Nel corso dell’incontro il Sindaco ha ribadito con chiarezza la posizione dell’Amministrazione comunale: il velox di Porra deve essere ridiscusso.
«Quando mi sono insediato come Sindaco – prosegue Di Muro – l’iter era già concluso. I velox erano già stati introdotti in città e si era scelto di collocare quello di Porra subito dopo l’abitato».
Il Sindaco ricorda inoltre la proposta avanzata all’epoca dall’Amministrazione comunale, relativa all’innalzamento del limite di velocità da 50 a 70 km/h.
«Avevamo proposto di innalzare il limite da 50 a 70 km/h, con l’obiettivo di garantire una maggiore sicurezza stradale attraverso una velocità più adeguata alle caratteristiche di quel tratto di strada, evitando al contempo che il dispositivo potesse trasformarsi in uno strumento per fare cassa. Quella proposta, però, fu bocciata».
Nel nuovo confronto istituzionale, il Sindaco ha avanzato un’ulteriore ipotesi: spostare il dispositivo all’interno dell’abitato di Trucco.
«Perché a Trucco esiste un’esigenza concreta di sicurezza che ritengo ancora più evidente – spiega Di Muro –. Ci sono pedoni, attraversamenti pedonali, residenti e attività commerciali che, fortunatamente, sono in espansione. Spostare il velox in quel punto significherebbe concentrare il controllo della velocità dove può svolgere una funzione effettiva di prevenzione e tutela della sicurezza, soprattutto per chi vive, lavora e si muove quotidianamente in quell’area».

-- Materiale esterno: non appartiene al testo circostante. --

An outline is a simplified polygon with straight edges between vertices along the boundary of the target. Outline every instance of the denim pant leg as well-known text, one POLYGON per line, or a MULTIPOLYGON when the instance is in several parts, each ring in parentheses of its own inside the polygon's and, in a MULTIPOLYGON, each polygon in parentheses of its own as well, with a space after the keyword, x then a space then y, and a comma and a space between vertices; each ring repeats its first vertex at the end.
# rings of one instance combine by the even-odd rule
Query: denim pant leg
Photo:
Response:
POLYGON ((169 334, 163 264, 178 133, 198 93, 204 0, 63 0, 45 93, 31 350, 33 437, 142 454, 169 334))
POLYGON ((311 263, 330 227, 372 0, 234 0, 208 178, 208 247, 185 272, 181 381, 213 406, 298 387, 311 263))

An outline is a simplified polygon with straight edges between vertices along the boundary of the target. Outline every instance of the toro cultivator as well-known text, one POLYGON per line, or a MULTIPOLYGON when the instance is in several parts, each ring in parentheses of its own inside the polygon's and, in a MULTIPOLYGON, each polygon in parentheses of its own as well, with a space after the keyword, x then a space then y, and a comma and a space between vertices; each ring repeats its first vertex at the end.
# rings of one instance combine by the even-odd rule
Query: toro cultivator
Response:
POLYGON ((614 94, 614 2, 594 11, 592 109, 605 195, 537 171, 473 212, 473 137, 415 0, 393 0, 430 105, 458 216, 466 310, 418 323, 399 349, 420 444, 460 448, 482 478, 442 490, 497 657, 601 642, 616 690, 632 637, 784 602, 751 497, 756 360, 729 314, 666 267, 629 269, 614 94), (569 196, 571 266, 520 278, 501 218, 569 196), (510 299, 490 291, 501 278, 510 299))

«Mi sembra una proposta di buonsenso – aggiunge il Sindaco –. L’obiettivo non deve essere quello di utilizzare un autovelox semplicemente per sanzionare, ma quello di collocarlo dove possa realmente contribuire alla sicurezza stradale».
La proposta dovrà ora essere esaminata, in prima istanza, da ANAS, in quanto proprietaria della strada.
«Confido che la proposta possa essere valutata positivamente. La nostra posizione non cambia: quel velox va ridiscusso e continueremo a lavorare nelle sedi competenti per individuare la soluzione più efficace nell’interesse della sicurezza e della nostra comunità».
Il Sindaco conclude ringraziando «il Prefetto e i suoi uffici, la Polizia Stradale per la disponibilità dimostrata e per il confronto istituzionale, che consente di affrontare questa vicenda con serietà e nel rispetto delle competenze di ciascuno».